By Ruth Steinhardt
“There is no silver bullet” for solving the problems affirmative action was intended to address, Tel Aviv University Professor Sigal Alon said Wednesday at the George Washington University.
But American policymakers trying to create a more equitable educational landscape might get some ideas by looking outside their country, she said.
In the United States, the phrase “affirmative action” is practically always synonymous with university admissions policies that, other considerations being equal, may take race or ethnicity into account. And in 2016, the Supreme Court broadly upheld the constitutionality of such policies.
But since the Trump administration’s Justice Department has indicated that it may go after affirmative action policies deemed to discriminate against white applicants, policymakers may be looking for race-neutral ways to achieve educational parity.
That “reopens the debate” on affirmative action, as Dr. Alon, an associate professor in the department of sociology and anthropology at Tel Aviv University, told an audience at a talk moderated by Graduate School of Education and Human Development Dean Michael Feuer.
Equitable admissions policies matter because “these institutions are the gateway to leadership opportunities in society,” Dr. Alon said. Where certain groups are not receiving admission to selective colleges, those groups also are not represented at high levels in industry and government. That is true both of racial and ethnic minorities and of the poorest Americans.
Many countries use affirmative action, but not all consider race. Some of Israel’s most selective universities, for instance, use a class-based affirmative action model—defining class not by a student’s personal financial data but by structural indicators of socio-economic status, like the relative poverty of an applicant’s high school or neighborhood.
“Both [Israeli and American] programs are focused on group membership, not on the individual characteristics,” she said. “So in the U.S., the group membership is race and ethnicity, and in Israel the group membership is a school or neighborhood.”

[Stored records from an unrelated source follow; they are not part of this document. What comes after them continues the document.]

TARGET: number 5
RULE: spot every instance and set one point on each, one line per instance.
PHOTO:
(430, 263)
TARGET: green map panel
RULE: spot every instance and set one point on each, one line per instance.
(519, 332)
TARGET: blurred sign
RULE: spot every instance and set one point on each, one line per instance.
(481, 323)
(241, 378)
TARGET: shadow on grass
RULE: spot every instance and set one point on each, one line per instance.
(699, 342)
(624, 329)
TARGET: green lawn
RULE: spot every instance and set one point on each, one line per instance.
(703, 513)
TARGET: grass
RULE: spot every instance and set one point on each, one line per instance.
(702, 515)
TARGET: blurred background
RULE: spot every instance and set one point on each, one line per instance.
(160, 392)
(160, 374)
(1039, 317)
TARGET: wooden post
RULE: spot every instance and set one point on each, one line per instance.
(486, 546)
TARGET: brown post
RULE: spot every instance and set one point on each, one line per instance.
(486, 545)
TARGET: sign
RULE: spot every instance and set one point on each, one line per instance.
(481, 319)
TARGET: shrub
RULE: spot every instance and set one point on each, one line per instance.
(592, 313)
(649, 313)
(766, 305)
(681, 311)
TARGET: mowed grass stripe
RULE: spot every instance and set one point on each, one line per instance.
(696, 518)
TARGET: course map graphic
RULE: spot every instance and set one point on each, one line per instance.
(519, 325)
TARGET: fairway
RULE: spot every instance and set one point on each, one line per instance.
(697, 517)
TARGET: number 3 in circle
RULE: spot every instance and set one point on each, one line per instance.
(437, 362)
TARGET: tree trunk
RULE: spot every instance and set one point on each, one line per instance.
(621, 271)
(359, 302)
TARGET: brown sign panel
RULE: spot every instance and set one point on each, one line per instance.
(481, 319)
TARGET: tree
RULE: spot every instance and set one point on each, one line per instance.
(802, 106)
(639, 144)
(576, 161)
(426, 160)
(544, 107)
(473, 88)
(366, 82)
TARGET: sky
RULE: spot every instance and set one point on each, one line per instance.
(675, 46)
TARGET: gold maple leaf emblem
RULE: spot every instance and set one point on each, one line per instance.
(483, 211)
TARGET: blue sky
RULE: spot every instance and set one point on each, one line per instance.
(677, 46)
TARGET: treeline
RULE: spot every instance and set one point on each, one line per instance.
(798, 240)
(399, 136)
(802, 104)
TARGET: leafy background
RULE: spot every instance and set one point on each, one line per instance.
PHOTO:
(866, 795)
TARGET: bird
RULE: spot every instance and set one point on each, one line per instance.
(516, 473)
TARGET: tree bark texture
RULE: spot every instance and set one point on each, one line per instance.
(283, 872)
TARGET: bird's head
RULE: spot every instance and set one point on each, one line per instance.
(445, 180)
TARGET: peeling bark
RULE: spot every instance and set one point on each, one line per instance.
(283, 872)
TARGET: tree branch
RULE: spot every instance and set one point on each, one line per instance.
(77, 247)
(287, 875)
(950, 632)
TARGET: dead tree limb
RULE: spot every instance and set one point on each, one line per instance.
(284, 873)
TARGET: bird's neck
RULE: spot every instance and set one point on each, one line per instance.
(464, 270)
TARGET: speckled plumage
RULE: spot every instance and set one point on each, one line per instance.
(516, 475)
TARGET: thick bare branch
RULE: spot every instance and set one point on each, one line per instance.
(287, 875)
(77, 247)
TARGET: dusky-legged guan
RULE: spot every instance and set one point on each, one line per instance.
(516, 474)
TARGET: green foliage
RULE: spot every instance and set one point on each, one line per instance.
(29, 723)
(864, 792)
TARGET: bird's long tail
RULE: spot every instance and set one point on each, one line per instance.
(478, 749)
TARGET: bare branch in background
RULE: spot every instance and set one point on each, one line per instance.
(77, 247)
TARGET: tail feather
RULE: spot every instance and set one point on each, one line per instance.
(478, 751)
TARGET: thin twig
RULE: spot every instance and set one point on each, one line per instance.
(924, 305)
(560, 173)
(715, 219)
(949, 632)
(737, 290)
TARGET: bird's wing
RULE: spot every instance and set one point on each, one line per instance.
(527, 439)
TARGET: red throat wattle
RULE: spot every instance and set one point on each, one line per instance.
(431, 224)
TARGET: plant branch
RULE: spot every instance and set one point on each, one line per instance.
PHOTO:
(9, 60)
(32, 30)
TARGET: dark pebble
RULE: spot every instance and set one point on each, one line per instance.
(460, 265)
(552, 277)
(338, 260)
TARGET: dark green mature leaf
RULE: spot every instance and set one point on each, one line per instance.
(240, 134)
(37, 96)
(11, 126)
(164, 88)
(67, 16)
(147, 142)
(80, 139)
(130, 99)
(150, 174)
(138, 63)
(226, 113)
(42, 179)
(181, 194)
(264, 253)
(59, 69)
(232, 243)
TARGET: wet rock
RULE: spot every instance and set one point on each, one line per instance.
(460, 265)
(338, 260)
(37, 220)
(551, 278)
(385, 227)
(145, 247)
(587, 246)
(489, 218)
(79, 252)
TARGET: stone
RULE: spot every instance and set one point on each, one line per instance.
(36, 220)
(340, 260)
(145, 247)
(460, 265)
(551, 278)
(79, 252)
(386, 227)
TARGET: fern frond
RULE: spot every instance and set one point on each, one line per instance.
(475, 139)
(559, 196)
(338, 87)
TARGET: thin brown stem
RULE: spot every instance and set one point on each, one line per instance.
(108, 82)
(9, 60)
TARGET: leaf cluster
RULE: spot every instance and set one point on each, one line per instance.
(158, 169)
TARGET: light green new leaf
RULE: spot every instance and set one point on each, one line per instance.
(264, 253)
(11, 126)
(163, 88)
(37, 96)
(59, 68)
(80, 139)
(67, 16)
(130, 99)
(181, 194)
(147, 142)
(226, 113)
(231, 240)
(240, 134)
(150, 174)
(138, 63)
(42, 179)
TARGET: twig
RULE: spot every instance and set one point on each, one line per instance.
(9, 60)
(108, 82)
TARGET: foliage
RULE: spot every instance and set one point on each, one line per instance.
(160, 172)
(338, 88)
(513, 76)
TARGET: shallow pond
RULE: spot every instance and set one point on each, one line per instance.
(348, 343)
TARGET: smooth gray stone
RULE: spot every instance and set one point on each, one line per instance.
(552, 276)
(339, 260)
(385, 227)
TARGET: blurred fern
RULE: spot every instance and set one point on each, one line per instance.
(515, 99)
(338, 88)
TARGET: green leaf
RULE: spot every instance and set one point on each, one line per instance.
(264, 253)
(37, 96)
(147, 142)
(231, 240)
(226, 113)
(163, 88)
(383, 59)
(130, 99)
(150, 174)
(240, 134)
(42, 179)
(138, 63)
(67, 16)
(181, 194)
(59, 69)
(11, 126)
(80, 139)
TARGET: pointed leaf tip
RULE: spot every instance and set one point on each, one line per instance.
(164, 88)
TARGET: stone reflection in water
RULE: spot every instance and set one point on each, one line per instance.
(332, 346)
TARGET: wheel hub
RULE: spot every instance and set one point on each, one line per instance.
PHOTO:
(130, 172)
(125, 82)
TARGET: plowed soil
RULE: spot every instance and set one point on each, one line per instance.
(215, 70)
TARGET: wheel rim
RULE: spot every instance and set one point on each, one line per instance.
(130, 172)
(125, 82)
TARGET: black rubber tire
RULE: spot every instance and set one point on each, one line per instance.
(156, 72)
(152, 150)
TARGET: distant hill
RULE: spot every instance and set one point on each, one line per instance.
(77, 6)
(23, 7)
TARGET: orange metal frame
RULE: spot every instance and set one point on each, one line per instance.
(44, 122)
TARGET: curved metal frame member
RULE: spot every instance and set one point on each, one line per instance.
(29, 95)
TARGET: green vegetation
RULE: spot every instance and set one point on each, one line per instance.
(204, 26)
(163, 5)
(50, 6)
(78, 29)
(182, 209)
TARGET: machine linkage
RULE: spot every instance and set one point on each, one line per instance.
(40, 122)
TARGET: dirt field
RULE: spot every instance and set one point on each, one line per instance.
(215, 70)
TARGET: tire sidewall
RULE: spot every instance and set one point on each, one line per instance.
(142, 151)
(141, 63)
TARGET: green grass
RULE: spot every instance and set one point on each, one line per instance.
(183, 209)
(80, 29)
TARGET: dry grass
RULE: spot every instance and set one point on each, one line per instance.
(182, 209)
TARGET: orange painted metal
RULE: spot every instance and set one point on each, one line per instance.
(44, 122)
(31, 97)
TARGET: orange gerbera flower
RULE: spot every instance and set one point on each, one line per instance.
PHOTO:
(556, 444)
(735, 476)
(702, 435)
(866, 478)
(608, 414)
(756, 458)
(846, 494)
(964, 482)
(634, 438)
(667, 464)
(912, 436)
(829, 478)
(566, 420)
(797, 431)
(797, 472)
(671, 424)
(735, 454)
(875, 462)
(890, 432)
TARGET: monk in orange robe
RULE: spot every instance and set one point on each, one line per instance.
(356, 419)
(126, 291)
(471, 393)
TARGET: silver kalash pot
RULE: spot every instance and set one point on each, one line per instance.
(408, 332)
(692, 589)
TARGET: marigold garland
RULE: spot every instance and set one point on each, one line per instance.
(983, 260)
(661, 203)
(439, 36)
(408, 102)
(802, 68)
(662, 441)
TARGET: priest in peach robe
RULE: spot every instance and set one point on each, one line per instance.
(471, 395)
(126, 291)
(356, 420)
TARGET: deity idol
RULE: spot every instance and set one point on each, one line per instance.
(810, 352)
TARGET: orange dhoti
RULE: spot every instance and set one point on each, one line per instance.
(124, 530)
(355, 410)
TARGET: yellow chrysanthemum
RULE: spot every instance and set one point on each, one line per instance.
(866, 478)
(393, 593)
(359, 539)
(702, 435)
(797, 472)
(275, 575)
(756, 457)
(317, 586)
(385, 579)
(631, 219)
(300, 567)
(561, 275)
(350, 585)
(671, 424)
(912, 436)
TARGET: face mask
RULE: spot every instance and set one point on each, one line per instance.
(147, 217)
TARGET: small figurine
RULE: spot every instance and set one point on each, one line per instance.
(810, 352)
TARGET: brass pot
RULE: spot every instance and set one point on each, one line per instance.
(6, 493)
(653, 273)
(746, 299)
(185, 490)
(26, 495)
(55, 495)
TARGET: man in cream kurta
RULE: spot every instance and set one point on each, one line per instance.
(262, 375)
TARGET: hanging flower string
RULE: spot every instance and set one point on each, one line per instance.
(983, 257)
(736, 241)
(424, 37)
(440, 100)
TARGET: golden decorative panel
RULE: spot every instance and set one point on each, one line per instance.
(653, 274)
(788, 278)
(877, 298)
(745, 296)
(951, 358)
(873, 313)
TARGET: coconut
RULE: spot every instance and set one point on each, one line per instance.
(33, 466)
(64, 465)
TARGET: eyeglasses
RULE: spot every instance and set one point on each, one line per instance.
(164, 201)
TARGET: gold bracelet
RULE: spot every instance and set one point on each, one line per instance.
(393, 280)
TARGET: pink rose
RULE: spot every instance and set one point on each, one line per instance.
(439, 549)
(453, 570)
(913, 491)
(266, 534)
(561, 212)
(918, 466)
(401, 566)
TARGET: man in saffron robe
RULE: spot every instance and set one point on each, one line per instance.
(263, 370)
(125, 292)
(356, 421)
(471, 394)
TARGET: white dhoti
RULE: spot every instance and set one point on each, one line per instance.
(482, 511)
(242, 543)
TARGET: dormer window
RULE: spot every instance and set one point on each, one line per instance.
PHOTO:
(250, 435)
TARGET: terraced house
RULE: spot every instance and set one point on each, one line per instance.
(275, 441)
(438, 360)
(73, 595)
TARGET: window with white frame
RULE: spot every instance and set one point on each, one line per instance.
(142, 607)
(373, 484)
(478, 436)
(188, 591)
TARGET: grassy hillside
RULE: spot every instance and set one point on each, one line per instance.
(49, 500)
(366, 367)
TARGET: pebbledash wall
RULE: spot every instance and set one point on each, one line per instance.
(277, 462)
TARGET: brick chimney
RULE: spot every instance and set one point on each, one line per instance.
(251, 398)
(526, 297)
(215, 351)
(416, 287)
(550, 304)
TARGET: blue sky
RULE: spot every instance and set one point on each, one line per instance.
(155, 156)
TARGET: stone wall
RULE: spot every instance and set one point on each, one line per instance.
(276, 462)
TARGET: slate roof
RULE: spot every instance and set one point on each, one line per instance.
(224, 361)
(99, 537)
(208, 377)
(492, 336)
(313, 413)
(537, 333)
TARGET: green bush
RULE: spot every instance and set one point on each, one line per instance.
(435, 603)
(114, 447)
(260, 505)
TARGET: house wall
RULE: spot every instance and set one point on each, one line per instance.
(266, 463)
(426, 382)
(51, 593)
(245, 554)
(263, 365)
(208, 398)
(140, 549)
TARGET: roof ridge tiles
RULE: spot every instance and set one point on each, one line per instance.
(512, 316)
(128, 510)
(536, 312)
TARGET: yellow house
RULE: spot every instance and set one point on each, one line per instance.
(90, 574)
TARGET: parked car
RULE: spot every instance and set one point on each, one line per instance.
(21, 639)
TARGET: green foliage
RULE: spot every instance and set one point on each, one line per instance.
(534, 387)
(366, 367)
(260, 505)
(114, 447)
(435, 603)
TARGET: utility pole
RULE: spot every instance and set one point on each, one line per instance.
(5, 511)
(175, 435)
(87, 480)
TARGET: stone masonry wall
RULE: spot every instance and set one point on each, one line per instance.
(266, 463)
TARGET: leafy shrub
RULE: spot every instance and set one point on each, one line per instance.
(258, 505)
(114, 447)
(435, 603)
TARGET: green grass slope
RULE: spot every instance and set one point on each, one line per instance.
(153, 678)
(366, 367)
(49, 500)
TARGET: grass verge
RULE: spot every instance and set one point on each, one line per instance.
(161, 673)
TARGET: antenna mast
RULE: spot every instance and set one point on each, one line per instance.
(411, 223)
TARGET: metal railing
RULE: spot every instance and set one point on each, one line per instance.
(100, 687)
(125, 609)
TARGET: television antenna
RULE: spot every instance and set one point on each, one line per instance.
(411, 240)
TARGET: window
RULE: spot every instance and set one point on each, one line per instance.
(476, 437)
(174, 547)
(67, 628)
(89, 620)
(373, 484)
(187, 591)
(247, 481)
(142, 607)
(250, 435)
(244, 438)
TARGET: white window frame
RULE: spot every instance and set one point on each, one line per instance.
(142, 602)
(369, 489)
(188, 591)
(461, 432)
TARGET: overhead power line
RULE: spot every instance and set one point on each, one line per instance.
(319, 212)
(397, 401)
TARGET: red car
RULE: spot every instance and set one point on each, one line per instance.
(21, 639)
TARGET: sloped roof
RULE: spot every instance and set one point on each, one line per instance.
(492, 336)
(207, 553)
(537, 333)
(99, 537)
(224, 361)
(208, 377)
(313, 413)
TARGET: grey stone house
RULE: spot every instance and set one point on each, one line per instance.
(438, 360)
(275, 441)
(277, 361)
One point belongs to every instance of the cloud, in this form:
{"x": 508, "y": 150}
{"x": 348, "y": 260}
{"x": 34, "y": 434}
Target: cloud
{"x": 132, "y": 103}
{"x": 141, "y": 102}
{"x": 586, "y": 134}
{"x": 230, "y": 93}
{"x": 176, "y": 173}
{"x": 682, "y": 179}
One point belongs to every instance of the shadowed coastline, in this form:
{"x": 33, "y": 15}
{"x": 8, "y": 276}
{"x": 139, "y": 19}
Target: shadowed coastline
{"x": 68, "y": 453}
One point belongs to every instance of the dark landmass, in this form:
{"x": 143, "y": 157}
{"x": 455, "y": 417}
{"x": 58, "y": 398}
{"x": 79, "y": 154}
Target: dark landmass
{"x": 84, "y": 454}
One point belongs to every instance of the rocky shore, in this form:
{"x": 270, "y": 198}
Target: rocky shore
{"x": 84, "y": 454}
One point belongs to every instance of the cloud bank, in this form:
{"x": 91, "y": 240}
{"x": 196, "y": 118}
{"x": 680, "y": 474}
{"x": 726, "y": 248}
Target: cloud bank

In her book, “Race, Class and Affirmative Action,” Dr. Alon used Israel as a case study to evaluate the ability of class-based affirmative action to promote mobility in disadvantaged populations and boost diversity at selective colleges and universities. Rather than compare the two models to each other, she simulated the outcomes of a class-based affirmative action model at American universities and of a race-based one at Israeli universities.
She said many believe the two would have comparable outcomes.
“People believe that race-neutral affirmative action could actually achieve broad diversity, and that feels right, because of the correlation between race, class and space—the fact that minorities are more likely to be poor and reside in poor places,” Dr. Alon said.
But in fact, her results showed that simple class-based affirmative action could not produce racial and ethnic diversity comparable to race-based policies. She said there were some hybrid models that could do so, but they would require universities to stop giving priority to legacy admissions and high-income families, with the result that colleges would have to invest heavily in financial aid without the offset of wealthy donors.
“We can have a race-neutral policy that creates broad diversity, but it would require major reform, and the chances institutions would do that are very slim,” Dr. Alon said.
Dr. Alon said researchers and policymakers may need to change the way they talk about affirmative action—and may need to define its goals more broadly. Is affirmative action intended to increase diversity? To facilitate upward social mobility for the poor and disadvantaged? To redress wrongs, like segregation, long codified in the American legal structure? Dr. Alon said the answers have not always been clear.
“There is no way to create effective policy without defining what we want to achieve,” Dr. Alon said.